他語氣堅定地說:“我前幾天才找到這么一份工作,所以我沒有什么理由,會去破壞這份工作。”
房間里是沒有監控的。
所以里邊發生什么事情也不清楚,趙生堅持咬定自己叫寧書出去,但是對方要堅持留下來一會兒。他勸不動,所以才出去了。
至于對方為什么要做這樣的事情,趙生表示寧書知道入住酒店的是一位尊貴的客人。
趙生說這話的時候,在心里倒吸了一口氣。
他怎么也沒有想到,這位客人竟然是靳柏言,那位靳家的家主。饒是他,都不由得硬著頭皮,冒著冷汗。
反正無論怎么樣,他都要讓寧書背上這個黑鍋。
趙生其實是靳城以前的一任,他們各取所需。他一直想轉正,但是沒想到,靳城竟然看上了寧書。
后來沒再找他,他嫉妒得不行。
就算知道靳城跟寧書分手了,他還是打算給對方一點教訓嘗嘗。
趙生知道這個房間的客人十分的重要,具體是誰他也不清楚。但是他心想著,要是寧書做出這種事情,一定會被狠狠地教訓。

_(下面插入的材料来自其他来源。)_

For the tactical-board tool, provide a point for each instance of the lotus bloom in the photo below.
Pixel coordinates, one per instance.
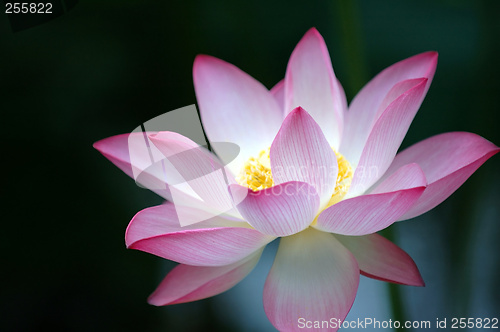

但是如果他知道這位客人就是靳家那位尊貴的家主的話,他怎么也不會冒險!
要問趙生怎么知道靳柏言的,他跟靳城在一塊的時候。就聽到靳城有一個很厲害的舅舅,那時候照片也是別人給他看的。
所以他一眼就了。
寧書說完了話,忐忑的等著對方的回話。
但是男人只是看著他,出聲道:“穿好鞋,出去。”
這個回答讓在場的人都一愣。
但是只有助理聽出了言外之意,他不由得看了寧書一眼,說不錯愕是假的。
靳總這是打算不計較的意思。
他不明白靳總是什么想法,但還是對著經理說了一句話。
經理也沒想到事情就這樣簡簡單單的解決了,他擦了一下汗水,彎腰低頭。
趙生也傻了,在靳城的口中,就算他只是提過幾句。但是也能知道靳城對這位舅舅的畏懼,畢竟三十多歲的家主,還是這么有權優勢的,又怎么可能簡單到哪里去。
但是現下事情就那么算了?
趙生不甘心的咬了一下嘴唇。
而那邊的寧書沉默了一下,他知道他就算再怎么爭辯也無濟于事。因為他該說的都說了,但是主動權并不在他的身上。
于是他穿好鞋。
他出去的時候,經理在跟男人賠罪著。
經理看到他,臉色立馬一變的讓他過去了。
寧書過去。
經理讓他開始道歉。
那樣子恨不得讓寧書立馬跪下去磕頭似的。